下面這個main方法控制著執行流程，其他的執行方法呼叫這個main方法

MainUtil.py

# -*- coding: UTF-8 -*-  

import sys  
from datetime import datetime  
import MongoUtil  
import FileUtil  

# @param resources_file_path 資原始檔的path  
# @param base_url 爬取的連線  
# @param scratch_func 爬取的方法  
def main(resources_file_path, base_url, scratch_func):  
    old_data = FileUtil.read(resources_file_path)   #讀取原資源  
    new_data = scratch_func(base_url, old_data)     #爬取新資源  
    if new_data:        #如果新資料不為空  
        date_new_data = "//" + datetime.now().strftime('%Y-%m-%d') + "\n" + "\n".join(new_data) + "\n"      #在新資料前面加上當前日期  
        FileUtil.append(resources_file_path, date_new_data)     #將新資料追加到檔案中  
        MongoUtil.insert(resources_file_path, date_new_data)    #將新資料插入到mongodb資料庫中  
    else:   #如果新資料為空，則列印日誌  
        print(datetime.now().strftime('%Y-%m-%d %H:%M:%S'), '----', getattr(scratch_func, '__name__'), ": nothing to update ")

將更新的內容插入mongodb中

MongoUtil.py

# -*- coding: UTF-8 -*-  

import platform  
from pymongo import MongoClient  
from datetime import datetime, timedelta, timezone  
import conf_dev  
import conf_test  

# configure Multi-confronment  
platform_os = platform.system()  
config = conf_dev  
if (platform_os == 'Linux'):  
    config = conf_test  
# mongodb  
uri = 'mongodb://' + config.user + ':' + config.pwd + '@' + config.server + ':' + config.port + '/' + config.db_name  


# 將資料寫入mongodb  
# @author chenmc  
# @param uri connect to mongodb  
# @path save mongodb field  
# @data save mongodb field  
# @operation save mongodb field default value 'append'  
# @date 2017/12/07 16:30  
# 先在mongodb中插入一條自增資料 db.sequence.insert({ "_id" : "version","seq" : 1})  

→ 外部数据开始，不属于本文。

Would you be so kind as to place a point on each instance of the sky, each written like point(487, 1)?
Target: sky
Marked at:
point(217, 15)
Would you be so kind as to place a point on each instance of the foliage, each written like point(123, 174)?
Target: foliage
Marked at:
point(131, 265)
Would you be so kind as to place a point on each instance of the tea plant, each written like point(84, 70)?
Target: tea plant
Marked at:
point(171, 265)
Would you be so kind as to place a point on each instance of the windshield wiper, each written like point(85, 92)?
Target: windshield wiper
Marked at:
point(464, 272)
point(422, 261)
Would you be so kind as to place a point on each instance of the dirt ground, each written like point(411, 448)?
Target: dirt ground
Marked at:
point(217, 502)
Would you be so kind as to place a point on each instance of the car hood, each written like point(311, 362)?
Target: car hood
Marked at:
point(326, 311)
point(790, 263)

def insert(path, data, operation='append'):  
    client = MongoClient(uri)  
    resources = client.smartdb.resources  
    sequence = client.smartdb.sequence  
    seq = sequence.find_one({"_id": "version"})["seq"]      #獲取自增id  
    sequence.update_one({"_id": "version"}, {"$inc": {"seq": 1}})       #自增id+1  
    post_data = {"_class": "com.gionee.smart.domain.entity.Resources", "version": seq, "path": path,  
                 "content": data, "status": "enable", "operation": operation,  
                 "createtime": datetime.now(timezone(timedelta(hours=8)))}  
    resources.insert(post_data)     #插入資料

專案引入的第三方庫，可使用pip install -r requirements.txt下載第三方庫

requirements.txt

# need to install module# need to install module  
bs4  
pymongo  
requests  
json

下面真正的執行方法來了，這五個py分別表示爬取五種資訊：機場名、航班號、電影名、列車號、列車站。他們的結構都差不多，如下:

第一部分：定義查詢的url；
第二部分：獲取並與舊資料比較，返回新資料；
第三部分：main方法，執行寫入新資料到檔案和mongodb中；

scratch_airport_name.py：爬取全國機場

# -*- coding: UTF-8 -*-  
import requests  
import bs4  
import json  
import MainUtil  

resources_file_path = '/resources/airplane/airportNameList.ini'  
scratch_url_old = 'https://data.variflight.com/profiles/profilesapi/search'  
scratch_url = 'https://data.variflight.com/analytics/codeapi/initialList'  
get_city_url = 'https://data.variflight.com/profiles/Airports/%s'  


#傳入查詢網頁的url和舊資料，然後本方法會比對原資料中是否有新的條目，如果有則不加入，如果沒有則重新加入，最後返回新資料
def scratch_airport_name(scratch_url, old_airports):  
    new_airports = []  
    data = requests.get(scratch_url).text  
    all_airport_json = json.loads(data)['data']  
    for airport_by_word in all_airport_json.values():  
        for airport in airport_by_word:  
            if airport['fn'] not in old_airports:  
                get_city_uri = get_city_url % airport['id']  
                data2 = requests.get(get_city_uri).text  
                soup = bs4.BeautifulSoup(data2, "html.parser")  
                city = soup.find('span', text="城市").next_sibling.text  
                new_airports.append(city + ',' + airport['fn'])  
    return new_airports  

 #main方法，執行這個py，預設呼叫main方法，相當於java的main
if __name__ == '__main__':  
    MainUtil.main(resources_file_path, scratch_url, scratch_airport_name)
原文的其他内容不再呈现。